As a way of acquiring up to date anatomical information during surgery, intra-operative MRI has been introduced into the surgical workflow11,12. Intra-operative imaging during neuro-surgical procedures helps identify any residual tumor tissue and leads to a significant increase in the extent of tumor removal and survival times13. However, intra-operative images are often of a degraded quality compared to the pre-operative images. Many factors lead to reduced quality in intra-operative MRI: fast acquisition protocols which are used to reduce the surgical time, intra-operative MRI scanners often operate on lower magnetic field strengths than diagnostic MRI scanners, surface coils are used instead of head coils, and disturbances to the main magnetic field caused by the surgery.
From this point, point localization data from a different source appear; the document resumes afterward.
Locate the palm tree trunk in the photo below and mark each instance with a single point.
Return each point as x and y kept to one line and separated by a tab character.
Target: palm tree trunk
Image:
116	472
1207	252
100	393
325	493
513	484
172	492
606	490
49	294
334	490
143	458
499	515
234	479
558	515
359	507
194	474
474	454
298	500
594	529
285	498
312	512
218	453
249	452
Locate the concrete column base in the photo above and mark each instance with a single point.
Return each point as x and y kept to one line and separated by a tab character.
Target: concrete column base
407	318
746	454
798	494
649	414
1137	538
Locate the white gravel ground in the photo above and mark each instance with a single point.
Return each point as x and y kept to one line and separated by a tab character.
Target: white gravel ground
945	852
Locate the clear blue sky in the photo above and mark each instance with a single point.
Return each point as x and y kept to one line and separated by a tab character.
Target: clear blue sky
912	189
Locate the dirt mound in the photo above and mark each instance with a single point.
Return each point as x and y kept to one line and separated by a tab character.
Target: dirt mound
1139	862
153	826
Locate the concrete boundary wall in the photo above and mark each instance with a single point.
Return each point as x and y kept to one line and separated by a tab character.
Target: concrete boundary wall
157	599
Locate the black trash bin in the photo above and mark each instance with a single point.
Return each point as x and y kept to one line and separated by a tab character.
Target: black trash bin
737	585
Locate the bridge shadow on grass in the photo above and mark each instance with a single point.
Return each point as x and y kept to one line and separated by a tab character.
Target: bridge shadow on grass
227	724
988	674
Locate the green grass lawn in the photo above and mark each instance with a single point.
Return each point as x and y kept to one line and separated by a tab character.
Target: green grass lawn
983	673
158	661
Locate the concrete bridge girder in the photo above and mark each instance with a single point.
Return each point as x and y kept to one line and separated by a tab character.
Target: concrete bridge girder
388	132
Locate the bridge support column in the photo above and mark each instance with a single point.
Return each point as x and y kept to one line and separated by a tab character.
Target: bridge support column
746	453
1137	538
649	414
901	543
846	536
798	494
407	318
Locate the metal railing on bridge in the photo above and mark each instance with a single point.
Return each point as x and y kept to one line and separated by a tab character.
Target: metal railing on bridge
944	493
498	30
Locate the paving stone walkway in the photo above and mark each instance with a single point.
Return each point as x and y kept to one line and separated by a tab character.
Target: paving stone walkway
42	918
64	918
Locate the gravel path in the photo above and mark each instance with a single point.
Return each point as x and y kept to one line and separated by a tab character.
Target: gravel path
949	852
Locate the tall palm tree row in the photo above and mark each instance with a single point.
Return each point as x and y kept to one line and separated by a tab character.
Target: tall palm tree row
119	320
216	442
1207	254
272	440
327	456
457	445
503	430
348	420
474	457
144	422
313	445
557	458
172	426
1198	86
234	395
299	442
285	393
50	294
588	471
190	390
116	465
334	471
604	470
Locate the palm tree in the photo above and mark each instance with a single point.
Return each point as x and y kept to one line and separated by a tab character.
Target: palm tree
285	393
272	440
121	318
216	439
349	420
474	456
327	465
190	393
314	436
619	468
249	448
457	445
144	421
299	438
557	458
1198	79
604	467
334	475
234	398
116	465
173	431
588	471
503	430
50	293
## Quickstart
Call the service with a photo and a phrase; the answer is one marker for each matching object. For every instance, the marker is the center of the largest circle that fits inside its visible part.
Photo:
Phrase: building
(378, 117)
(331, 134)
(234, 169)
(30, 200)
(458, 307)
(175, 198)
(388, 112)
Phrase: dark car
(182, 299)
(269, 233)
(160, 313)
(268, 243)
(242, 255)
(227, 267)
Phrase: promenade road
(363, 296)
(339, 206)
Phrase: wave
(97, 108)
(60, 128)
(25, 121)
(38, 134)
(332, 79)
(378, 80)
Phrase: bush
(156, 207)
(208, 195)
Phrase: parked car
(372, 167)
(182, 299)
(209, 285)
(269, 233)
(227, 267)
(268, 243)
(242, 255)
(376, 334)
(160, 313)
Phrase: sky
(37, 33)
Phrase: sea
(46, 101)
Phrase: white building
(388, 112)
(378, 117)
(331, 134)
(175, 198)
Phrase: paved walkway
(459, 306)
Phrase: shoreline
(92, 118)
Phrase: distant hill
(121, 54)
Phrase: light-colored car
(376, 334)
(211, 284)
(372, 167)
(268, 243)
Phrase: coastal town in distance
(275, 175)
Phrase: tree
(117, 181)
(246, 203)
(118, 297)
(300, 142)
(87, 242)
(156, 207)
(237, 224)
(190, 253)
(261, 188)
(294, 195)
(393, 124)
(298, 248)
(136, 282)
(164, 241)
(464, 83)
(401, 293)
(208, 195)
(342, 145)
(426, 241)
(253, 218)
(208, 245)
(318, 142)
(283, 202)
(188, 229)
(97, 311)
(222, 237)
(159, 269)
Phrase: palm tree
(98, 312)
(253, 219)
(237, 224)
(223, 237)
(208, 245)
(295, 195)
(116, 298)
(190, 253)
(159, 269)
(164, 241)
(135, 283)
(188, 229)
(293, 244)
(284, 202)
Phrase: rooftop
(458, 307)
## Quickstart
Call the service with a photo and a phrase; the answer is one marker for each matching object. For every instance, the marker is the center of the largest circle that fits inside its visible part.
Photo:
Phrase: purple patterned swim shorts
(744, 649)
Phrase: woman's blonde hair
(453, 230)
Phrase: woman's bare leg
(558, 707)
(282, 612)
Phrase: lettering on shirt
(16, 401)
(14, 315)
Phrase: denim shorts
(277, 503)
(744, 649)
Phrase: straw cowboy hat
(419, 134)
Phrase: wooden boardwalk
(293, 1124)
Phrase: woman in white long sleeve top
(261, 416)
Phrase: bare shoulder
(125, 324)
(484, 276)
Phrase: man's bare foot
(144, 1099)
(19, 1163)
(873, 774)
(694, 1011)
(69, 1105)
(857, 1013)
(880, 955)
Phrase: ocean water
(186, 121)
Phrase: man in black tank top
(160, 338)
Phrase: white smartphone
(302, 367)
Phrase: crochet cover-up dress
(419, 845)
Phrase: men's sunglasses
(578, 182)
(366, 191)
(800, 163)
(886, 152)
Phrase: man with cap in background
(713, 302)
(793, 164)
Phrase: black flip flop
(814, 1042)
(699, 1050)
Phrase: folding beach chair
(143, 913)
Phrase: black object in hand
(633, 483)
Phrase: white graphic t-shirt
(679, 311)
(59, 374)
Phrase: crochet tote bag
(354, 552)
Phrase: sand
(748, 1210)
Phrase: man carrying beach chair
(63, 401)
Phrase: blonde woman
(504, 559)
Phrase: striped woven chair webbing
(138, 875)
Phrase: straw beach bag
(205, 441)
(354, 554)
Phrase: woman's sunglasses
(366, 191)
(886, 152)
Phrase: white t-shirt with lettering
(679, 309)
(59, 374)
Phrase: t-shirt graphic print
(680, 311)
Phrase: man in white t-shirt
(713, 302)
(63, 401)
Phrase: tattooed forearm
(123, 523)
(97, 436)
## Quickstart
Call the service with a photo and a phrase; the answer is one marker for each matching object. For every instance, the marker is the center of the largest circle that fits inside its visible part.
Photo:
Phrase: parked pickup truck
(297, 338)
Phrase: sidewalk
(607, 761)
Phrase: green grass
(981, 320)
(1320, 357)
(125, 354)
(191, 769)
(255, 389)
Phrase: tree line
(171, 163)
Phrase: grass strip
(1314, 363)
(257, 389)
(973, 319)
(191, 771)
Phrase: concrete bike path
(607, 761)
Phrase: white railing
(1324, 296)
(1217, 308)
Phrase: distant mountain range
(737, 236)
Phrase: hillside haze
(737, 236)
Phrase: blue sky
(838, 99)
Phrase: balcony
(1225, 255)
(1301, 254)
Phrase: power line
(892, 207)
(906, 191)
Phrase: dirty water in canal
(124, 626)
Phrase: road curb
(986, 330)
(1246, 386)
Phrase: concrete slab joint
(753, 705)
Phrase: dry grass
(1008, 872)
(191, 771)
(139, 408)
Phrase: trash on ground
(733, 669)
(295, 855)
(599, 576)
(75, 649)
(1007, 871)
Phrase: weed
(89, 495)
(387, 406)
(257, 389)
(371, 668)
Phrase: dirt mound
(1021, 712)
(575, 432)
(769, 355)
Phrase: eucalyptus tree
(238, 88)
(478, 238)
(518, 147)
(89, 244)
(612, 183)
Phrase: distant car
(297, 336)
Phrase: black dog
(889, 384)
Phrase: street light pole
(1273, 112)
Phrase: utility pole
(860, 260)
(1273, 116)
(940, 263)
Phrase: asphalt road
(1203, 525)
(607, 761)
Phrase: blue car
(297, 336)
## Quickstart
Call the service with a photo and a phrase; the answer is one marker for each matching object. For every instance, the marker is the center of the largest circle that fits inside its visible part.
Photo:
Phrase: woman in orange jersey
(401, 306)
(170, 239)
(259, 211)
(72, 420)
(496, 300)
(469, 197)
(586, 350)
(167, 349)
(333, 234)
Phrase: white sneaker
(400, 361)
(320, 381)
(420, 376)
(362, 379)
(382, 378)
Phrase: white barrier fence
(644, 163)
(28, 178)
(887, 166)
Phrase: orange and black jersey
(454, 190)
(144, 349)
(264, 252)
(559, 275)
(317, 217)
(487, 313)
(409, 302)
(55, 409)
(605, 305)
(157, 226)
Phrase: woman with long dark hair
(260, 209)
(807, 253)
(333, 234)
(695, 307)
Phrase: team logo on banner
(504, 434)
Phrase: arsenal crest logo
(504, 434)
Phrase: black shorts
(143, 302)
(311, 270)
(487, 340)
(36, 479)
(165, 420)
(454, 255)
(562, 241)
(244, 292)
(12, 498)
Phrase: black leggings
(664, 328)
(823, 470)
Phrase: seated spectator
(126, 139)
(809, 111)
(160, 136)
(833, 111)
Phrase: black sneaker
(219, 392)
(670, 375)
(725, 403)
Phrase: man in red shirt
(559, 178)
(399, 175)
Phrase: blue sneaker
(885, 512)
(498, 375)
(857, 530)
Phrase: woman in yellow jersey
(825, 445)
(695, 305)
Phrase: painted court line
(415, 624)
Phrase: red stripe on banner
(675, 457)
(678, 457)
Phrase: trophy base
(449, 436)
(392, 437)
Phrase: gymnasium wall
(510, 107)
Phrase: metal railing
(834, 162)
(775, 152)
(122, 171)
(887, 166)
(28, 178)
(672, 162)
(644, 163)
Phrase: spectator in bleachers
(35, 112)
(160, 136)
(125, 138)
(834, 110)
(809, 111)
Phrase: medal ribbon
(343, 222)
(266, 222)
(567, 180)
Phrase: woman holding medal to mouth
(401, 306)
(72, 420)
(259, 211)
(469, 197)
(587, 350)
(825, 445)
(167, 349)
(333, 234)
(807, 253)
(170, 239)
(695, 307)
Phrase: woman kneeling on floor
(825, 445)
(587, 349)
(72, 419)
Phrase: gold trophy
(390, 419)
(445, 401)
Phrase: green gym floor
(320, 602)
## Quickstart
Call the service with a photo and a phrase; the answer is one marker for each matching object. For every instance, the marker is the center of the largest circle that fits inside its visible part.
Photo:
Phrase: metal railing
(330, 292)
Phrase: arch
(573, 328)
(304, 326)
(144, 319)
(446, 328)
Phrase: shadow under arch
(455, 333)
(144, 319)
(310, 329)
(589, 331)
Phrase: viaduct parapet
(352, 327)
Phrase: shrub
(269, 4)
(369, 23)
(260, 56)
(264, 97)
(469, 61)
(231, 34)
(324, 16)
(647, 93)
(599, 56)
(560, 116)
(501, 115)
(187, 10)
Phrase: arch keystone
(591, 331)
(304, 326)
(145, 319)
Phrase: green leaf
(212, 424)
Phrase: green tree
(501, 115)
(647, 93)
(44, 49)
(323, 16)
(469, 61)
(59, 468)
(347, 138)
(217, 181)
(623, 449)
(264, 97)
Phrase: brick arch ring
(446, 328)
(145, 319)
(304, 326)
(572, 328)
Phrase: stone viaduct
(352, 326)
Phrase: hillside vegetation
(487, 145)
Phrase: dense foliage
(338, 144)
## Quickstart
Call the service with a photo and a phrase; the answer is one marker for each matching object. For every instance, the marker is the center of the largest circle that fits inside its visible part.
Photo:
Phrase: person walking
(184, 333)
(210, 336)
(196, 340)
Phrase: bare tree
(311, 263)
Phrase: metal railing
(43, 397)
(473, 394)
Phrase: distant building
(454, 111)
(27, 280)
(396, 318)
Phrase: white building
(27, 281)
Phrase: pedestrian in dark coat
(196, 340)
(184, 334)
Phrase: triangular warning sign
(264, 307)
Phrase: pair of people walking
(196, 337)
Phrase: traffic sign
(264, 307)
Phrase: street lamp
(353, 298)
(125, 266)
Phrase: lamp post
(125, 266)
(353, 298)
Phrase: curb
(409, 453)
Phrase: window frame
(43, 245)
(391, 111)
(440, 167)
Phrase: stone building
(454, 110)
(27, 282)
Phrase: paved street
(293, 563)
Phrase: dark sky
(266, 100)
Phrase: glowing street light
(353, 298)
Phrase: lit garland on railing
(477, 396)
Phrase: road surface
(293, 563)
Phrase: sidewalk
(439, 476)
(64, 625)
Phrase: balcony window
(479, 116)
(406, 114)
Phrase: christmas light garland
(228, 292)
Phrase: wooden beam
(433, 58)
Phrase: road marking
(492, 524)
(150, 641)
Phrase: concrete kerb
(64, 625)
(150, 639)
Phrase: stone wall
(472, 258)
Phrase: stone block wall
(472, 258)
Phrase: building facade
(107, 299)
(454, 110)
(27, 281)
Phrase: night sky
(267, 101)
Ultrasound (US) is another imaging modality used to acquire up-to-date images during neurosurgery 14. Compared to MRI, acquisition is faster and does not require the patient to move, but image quality and soft tissue discrimination is reduced. US can identify functional information such as blood flow, but not cognitive functions such as motor, visual and language cortices. Reliable and accurate acquisition of intra-operative fMRI is in general not feasible, either because of factors such as time constraint, the requirement that the patient be conscious during acquisition of fMRI, and disturbances of the magnetic field from the surgical procedure1.
How then can we accurately and robustly provide the surgeon with the location of these important eloquent areas in relation to the intra-operative anatomy? Non-rigid transformations have a high degree of freedom and are capable of accommodating the local brain deformations that occur during surgery. Non-rigid intra-operative registration has therefore been introduced as a way of mapping the pre-operative functional information into the intra-operative space. In practice, a transformation cascade is constructed to facilitate intra-operative navigation of the pre-operative image data (see Figure 3). First, the functional images, typically fMRI and DTI, are rigidly registered to a high-resolution pre-operative anatomical image. Next, the pre-operative anatomical image is non-rigidly registered with the intra-operative image. Finally, to facilitate navigation of these images, the intra-operative image is registered with the physical patient space by estimating a rigid transformation from corresponding (fiducial) landmarks identified in the image and on the patient. Most commercial neuro-surgical navigation systems register the pre-operative images to the intra-operative space using fiducial markers and rigid registration and do not take into account the non-rigid deformations caused by brain-shift15.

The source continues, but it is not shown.